By Lisa Seachrist
WASHINGTON - Sen. Orrin Hatch (R-Utah) introduced legislation Thursday to ensure new medical technologies are made quickly available to Medicare beneficiaries and that those therapies are adequately reimbursed by the Health Care Financing Administration (HCFA).
The bill, titled "The Medicare Patient Access to Technology Act of 1999," or S.1626, seeks to cut some of the red tape currently involved with Medicare coverage of new medical devices, drugs and biologics as well as reform the agency's proposed Ambulatory Patient Classification (APC) system, a prospective payment system for outpatient services.
"Currently, Medicare beneficiaries have to wait months, many times years, for the most innovative treatments to be approved by Medicare," Hatch said. "And that just isn't fair to older Americans. So my bill changes this by requiring HCFA to speed up the way it approves new medical technologies for all Medicare patents."
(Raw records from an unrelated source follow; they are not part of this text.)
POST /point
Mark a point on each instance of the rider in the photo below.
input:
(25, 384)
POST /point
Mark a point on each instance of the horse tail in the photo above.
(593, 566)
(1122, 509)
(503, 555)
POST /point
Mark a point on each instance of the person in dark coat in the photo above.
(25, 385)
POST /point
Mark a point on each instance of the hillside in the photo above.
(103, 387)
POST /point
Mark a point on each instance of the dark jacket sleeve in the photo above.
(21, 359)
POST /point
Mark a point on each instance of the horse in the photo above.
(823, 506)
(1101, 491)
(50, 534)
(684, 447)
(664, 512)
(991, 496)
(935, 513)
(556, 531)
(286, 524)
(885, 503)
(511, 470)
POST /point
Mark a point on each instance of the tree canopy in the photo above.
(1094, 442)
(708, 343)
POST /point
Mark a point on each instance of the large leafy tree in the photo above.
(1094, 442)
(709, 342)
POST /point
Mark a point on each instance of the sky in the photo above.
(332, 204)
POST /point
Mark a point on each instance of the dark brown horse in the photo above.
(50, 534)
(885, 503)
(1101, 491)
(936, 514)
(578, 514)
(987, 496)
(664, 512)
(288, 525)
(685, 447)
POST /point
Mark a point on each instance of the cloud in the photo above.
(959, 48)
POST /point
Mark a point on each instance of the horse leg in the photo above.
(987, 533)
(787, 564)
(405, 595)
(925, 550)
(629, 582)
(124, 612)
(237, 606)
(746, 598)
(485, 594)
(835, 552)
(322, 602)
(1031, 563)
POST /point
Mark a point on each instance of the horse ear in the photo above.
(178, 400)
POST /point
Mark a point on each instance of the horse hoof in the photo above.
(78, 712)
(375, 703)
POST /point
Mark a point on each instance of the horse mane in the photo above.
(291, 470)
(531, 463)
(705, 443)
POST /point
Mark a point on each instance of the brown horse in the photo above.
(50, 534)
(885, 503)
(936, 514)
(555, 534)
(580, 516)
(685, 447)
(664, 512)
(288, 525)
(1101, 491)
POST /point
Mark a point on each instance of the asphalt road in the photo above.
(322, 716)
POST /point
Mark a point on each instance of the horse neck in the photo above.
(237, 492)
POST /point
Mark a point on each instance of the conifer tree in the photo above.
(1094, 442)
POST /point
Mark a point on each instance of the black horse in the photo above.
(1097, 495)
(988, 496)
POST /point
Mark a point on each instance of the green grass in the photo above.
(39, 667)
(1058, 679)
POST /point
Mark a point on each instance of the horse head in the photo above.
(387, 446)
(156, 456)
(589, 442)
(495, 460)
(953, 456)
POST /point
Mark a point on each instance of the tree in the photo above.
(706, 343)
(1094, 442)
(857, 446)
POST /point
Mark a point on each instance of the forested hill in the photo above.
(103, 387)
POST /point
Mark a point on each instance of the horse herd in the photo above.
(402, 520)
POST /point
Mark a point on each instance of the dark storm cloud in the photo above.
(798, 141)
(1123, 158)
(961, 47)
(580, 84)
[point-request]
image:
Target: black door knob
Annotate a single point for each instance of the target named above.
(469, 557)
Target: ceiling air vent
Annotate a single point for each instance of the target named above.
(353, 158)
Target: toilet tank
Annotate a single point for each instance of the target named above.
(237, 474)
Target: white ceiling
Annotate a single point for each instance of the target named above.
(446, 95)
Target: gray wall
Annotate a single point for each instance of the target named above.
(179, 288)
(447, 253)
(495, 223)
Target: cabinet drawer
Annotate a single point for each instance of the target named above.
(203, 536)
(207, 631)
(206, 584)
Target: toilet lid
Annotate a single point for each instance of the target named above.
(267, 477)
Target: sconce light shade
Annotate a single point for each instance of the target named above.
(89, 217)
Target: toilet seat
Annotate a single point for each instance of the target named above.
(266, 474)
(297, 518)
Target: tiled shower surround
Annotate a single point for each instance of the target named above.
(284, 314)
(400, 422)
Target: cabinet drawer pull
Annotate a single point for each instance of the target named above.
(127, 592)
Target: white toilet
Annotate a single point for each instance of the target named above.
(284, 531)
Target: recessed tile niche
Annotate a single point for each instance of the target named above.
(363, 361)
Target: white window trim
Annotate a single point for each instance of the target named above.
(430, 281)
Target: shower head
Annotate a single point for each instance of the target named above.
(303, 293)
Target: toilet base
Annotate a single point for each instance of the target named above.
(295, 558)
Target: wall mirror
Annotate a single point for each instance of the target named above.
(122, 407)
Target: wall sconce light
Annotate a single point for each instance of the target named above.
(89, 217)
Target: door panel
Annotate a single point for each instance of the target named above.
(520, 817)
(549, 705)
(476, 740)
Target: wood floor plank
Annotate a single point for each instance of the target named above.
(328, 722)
Once a drug, biologic or medical device has cleared FDA, it faces a new hurdle - being covered by Medicare. That process requires HCFA to determine whether or not to cover the technology, develop a six-month market experience with the product, assign a procedure code to the product, and determine an appropriate payment level.
Hatch's bill, a companion to a House bill introduced in June by Rep. Jim Ramstad (R-Minn.), shortens the time to Medicare coverage by instituting an advisory committee that would recommend the coverage, coding and payment for a new product. It also calls for more frequent updates of the coding system and the use of external data in making these decisions.
For the APC system, which was legislated by the passage of the Balanced Budget Act in 1997, one of the biggest criticisms is the reliance on old and inaccurate data for determining reimbursement levels for drugs and biologics. The bill also seeks to reform this system to ensure proper coding and reimbursement for these products in the outpatient setting. (See BioWorld Today, Sept. 16, 1999, p. 1.)
"While FDA reforms have made the approval process more efficient and transparent, Congress now needs to make the same sun shine on HCFA," Ramstad said.
The reforms included in the two proposals are by no means comprehensive. Nevertheless, Hatch sees the bill as a reasonable first step to large-scale Medicare reform.
"The real question is whether there will be a Medicare package this year," Hatch said. "As for these measures, I don't think even the people at HCFA oppose them."
Hatch has the support of five other senators including Senate Assistant Majority Leader Don Nickles (R-Okla.) and Sen. John Breaux (D-La.), who co-chaired the ill-fated Bipartisan Commission on Medicare Reform. Both the Pharmaceutical Research and Manufacturers of America (PhRMA) and the Biotechnology Industry Organization (BIO) support the bill.
"This is a bill that is very aptly named - it does exactly what it says it does," said Carl Feldbaum, president of BIO. "It's not a comprehensive reform of HCFA, but it does no harm at all. Even in this highly partisan environment, this bill has a chance."
Hatch vowed even if Congress failed to enact comprehensive Medicare reform this year, it would take up the measure and complete the job next year. However, with a presidential election coming up next year, Medicare reform may have to wait for the 107th Congress.